With the fast development of deep learning methods comes the need for large amounts of accurately annotated data. In order to train the proposed neural networks, most prior work collects their own sets of images and manually label the structure of interest in them. Such a strategy has several shortcomings. First, due to the tedious process of manually labeling and verifying all the structure instances (e.g., line segments) in each image, existing datasets typically have limited sizes and scene diversity. And the annotations may also contain errors. Second, since each study primarily focuses on one type of structure, none of these datasets has multiple types of structure labeled. As a result, existing methods are unable to exploit relations between different types of structure (e.g., lines and planes) as humans do for effective, efficient, and robust 3D reconstruction.

In this paper, we present a large synthetic dataset with rich annotations of 3D structure and photo-realistic 2D renderings of indoor man-made environments (Fig. ). At the core of our dataset design is a unified representation of 3D structure which enables us to efficiently capture multiple types of 3D structure in the scene. Specifically, the proposed representation considers any structure as relationship among geometric primitives. For example, a “wireframe” structure encodes the incidence and intersection relationship between line segments, whereas a “cuboid” structure encodes the rotational and reflective symmetry relationship among its planar faces. With our “primitive + relationship” representation, one can easily derive the ground truth annotations for a wide variety of semi-global and global structures (e.g., lines, wireframes, planes, regular shapes, floorplans, and room layouts), and also exploit their relations in future data-driven approaches (e.g., the wireframe formed by intersecting planar surfaces in the scene).

Table 1. An overview of datasets with structure annotations. \(^\dag \): The actual numbers are not explicitly given and hard to estimate, because these datasets contain images from Internet (LSUN Room Layout, PanoContext), or multiple sources (LayoutNet). \(^*\): Dataset is unavailable online at the time of publication.

To create a large-scale dataset with the aim of facilitating research on data-driven methods for structured 3D scene understanding, we leverage the availability of professional interior designs and millions of production-level 3D object models – all coming with fine geometric details and high-resolution textures (Fig. (a)). We first use computer programs to automatically extract information about 3D structure from the original house design files. As shown in Fig. (b), our dataset contains rich annotations of 3D room structure including a variety of geometric primitives and relationships. To further generate photo-realistic 2D images (Fig. (c)), we utilize industry-leading rendering engines to model the lighting conditions. Currently, our dataset consists of more than 196k images of 21,835 rooms in 3,500 scenes (i.e., houses).
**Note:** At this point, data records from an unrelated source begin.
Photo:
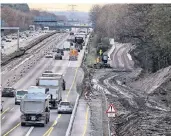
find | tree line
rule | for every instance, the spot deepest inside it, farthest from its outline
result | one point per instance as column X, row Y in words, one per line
column 147, row 26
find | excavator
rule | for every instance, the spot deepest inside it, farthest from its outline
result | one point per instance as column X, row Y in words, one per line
column 101, row 62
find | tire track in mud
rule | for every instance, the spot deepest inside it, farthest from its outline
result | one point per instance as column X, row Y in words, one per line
column 135, row 117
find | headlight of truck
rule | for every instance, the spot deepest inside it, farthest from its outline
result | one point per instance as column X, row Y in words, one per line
column 23, row 117
column 42, row 118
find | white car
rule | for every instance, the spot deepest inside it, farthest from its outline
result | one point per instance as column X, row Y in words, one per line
column 49, row 55
column 65, row 107
column 2, row 106
column 19, row 95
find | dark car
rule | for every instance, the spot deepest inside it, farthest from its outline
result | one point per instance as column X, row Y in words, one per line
column 48, row 71
column 55, row 50
column 58, row 56
column 8, row 92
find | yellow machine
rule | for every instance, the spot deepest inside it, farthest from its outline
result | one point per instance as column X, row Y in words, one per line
column 73, row 54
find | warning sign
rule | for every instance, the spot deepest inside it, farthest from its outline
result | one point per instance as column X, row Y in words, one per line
column 111, row 111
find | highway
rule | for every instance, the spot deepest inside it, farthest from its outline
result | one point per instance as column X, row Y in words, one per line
column 10, row 117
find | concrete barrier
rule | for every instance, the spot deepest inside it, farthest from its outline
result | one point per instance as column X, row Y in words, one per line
column 68, row 132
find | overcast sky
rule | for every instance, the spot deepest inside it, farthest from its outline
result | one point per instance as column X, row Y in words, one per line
column 60, row 7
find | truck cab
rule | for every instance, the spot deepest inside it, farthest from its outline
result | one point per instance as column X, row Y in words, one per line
column 35, row 109
column 55, row 86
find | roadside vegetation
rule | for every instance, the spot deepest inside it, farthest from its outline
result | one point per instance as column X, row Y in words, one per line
column 20, row 15
column 146, row 26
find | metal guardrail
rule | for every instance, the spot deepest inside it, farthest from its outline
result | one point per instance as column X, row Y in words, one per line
column 68, row 132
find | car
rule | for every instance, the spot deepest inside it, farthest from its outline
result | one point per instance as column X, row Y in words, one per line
column 71, row 33
column 49, row 55
column 8, row 92
column 2, row 106
column 58, row 56
column 54, row 49
column 19, row 95
column 62, row 52
column 48, row 71
column 65, row 107
column 8, row 40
To showcase the usefulness and uniqueness of the proposed Structured3D dataset, we train deep networks for room layout estimation on a subset of the dataset. We show that the models trained on both synthetic and real data outperform the models trained on real data only. Further, following the spirit of  [8, 27], we show how multi-modal annotations in our dataset can benefit domain adaptation tasks.

In summary, the main contributions of this paper are:

  • We create the Structured3D dataset, which contains rich ground truth 3D structure annotations of 21,835 rooms in 3,500 scenes, and more than 196k photo-realistic 2D renderings of the rooms.

  • We introduce a unified “primitive + relationship” representation. This representation enables us to efficiently capture a wide variety of semi-global or global 3D structures and their mutual relationships.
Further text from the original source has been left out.